**Univariate Exploratory Data Analysis (EDA)** is the simplest form of analyzing one variable at a time. It's main purpose is to explore data through summary statistics and visual charts, and graphs to (1) finds patterns in the data, and (2) make better decisions regarding data pre-processing tasks.

In [None]:
#import libraries
import matplotlib.pyplot as plt
import seaborn as sns
import pandas as pd
import numpy as np

In [None]:
# loading data set as Pandas dataframe
df = pd.read_csv("./datasets/automobile.csv")
df.head()

In [None]:
df.dtypes

# Data Cleaning

In [None]:
# Find out the number of values which are not numeric
df['price'].str.isnumeric().value_counts()

# List out the values which are not numeric
df['price'].loc[df['price'].str.isnumeric() == False]

#Setting the missing value to mean of price and convert the datatype to integer
price = df['price'].loc[df['price'] != '?']
price_mean = price.astype(int).mean()
df['price'] = df['price'].replace('?', price_mean).astype(int)
df['price'].head()


In [None]:
print( "Mean: {:.2f}".format(df['price'].mean()))
print( "Median: {:.2f}".format(df['price'].median()))
print( "Std: {:.2f}".format(df['price'].std()))
print( "Var: {:.2f}".format(df['price'].var()))
print( "Quantiles: \n",df['price'].quantile([0.25,0.5,0.75]))

In [None]:
# Cleaning the horsepower field
df['horsepower'].str.isnumeric().value_counts()
horsepower = df['horsepower'].loc[df['horsepower'] != '?']
hp_mean = horsepower.astype(int).mean()
df['horsepower'] = df['horsepower'].replace('?',hp_mean).astype(int)
df['horsepower'].head()

In [None]:
# Cleaning the Normalized losses field
df[df['normalized-losses']=='?'].count()
nl=df['normalized-losses'].loc[df['normalized-losses'] !='?'].count()
nmean=nl.astype(int).mean()
df['normalized-losses'] = df['normalized-losses'].replace('?',nmean).astype(int)
df['normalized-losses'].head()

Now computing the Measure of central tendency of the values in column height.

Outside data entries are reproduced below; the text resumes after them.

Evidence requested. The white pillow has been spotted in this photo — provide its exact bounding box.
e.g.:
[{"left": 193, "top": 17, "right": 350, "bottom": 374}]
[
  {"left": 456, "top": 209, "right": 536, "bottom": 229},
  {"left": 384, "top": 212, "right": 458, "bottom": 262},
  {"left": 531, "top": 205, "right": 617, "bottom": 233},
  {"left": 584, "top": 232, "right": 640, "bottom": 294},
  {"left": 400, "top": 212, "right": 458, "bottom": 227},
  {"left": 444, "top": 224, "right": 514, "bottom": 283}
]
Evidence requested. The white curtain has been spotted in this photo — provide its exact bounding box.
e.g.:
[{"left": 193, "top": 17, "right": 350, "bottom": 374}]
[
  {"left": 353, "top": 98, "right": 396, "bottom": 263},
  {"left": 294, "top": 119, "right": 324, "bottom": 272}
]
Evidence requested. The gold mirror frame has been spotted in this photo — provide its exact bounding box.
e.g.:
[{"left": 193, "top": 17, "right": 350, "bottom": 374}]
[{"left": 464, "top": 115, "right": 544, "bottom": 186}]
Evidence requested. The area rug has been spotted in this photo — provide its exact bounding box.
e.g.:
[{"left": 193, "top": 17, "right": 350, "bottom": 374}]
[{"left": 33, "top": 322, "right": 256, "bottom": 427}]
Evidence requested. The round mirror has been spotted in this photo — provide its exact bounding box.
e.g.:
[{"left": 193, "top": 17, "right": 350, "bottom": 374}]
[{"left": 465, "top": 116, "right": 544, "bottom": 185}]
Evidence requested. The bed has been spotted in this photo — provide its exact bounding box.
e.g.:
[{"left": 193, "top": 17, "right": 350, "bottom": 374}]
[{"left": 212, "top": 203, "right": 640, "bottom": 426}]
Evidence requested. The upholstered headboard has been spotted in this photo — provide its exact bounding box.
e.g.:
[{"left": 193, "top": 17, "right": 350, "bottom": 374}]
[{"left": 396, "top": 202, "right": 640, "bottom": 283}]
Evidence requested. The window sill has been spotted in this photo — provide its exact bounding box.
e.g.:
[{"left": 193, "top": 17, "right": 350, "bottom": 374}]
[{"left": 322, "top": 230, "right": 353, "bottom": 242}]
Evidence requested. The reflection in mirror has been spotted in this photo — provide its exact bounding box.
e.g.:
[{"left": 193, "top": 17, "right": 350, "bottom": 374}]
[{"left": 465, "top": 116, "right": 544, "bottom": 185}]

Remember taking only a single column of the data set we are making a univariate analysis.

In [None]:
#calculate mean, median and mode of dat set height
mean = df["height"].mean()
median =df["height"].median()
mode = df["height"].mode()
print(mean , median, mode)

# Data Visualization
Now let's visualize this analysis in graph.

In [None]:
#distribution plot
df.height.hist()

From the above graph, we can observe that the hight of most cars ranges from 53 to 57.

In [None]:
df.price.hist()

From the above graph, we can say that the price ranges from 5,000 to 45,000 but the price for most cars ranges between 5,000 to 10,000.

The box plot is also effective visual representation of statical measures like median and quartiles in univariate analysis.

In [None]:
# Calculate skewness
skewness = df.price.skew()
if skewness > 0:
    print("Positive Skewness: {:.2f}".format(skewness))
elif skewness < 0:  
    print("Negative Skewness: {:.2f}".format(skewness))
else:
    print("No Skewness")
    

In [None]:
# Simple poxplot example

# Generating random numbers from a normal distribution with 
# mean 100 and standard deviation 20
np.random.seed(10)
data = np.random.normal(100, 20, 200)
plt.figure(figsize =(10, 7))
# Creating plot
plt.boxplot(data)

In [None]:
#boxplot for price of cars
sns.boxplot(data=df, x="price")

The right border of the box is Q3 and the left border of the box is Q1. Whiskers extend from both sides of the box boundaries toward ± IQR × 1.5. Any values beyond these limits are marked as outliers (using points).

In [None]:
# Simple lineplot example
months = [1, 2, 3, 4, 5, 6, 7]
sales = [74, 75.8, 80, 85, 90.5, 60, 70.5]

sales_df = pd.DataFrame({"Month": months, "Sales": sales})
sns.lineplot(x = "Month", y = "Sales", data=sales_df, marker='o')

In [None]:
# Simple lineplot example
# Sample monthly sales data
months = pd.date_range(start='2023-01-01', end='2023-12-01', freq='MS')
sales = [1000, 1200, 1100, 1300, 1400, 1500, 1600, 1800, 1700, 1200, 1800, 2000]

# Create a DataFrame
df_sales = pd.DataFrame({'Month': months, 'Sales': sales})
sns.lineplot(x = "Month", y = "Sales", data=df_sales, marker='o')

# Plotting the LinePlot
#plt.grid(True)
plt.xticks(rotation=45)
plt.tight_layout()

In this example, the LinePlot visualizes the monthly sales trend for the retail store in 2023. We can observe any fluctuations or any seasonal patterns in sales over the course of the year, helping stakeholders understand the performance of the business over time. e.g. upward trend with growth in sales except a drop in the month of October.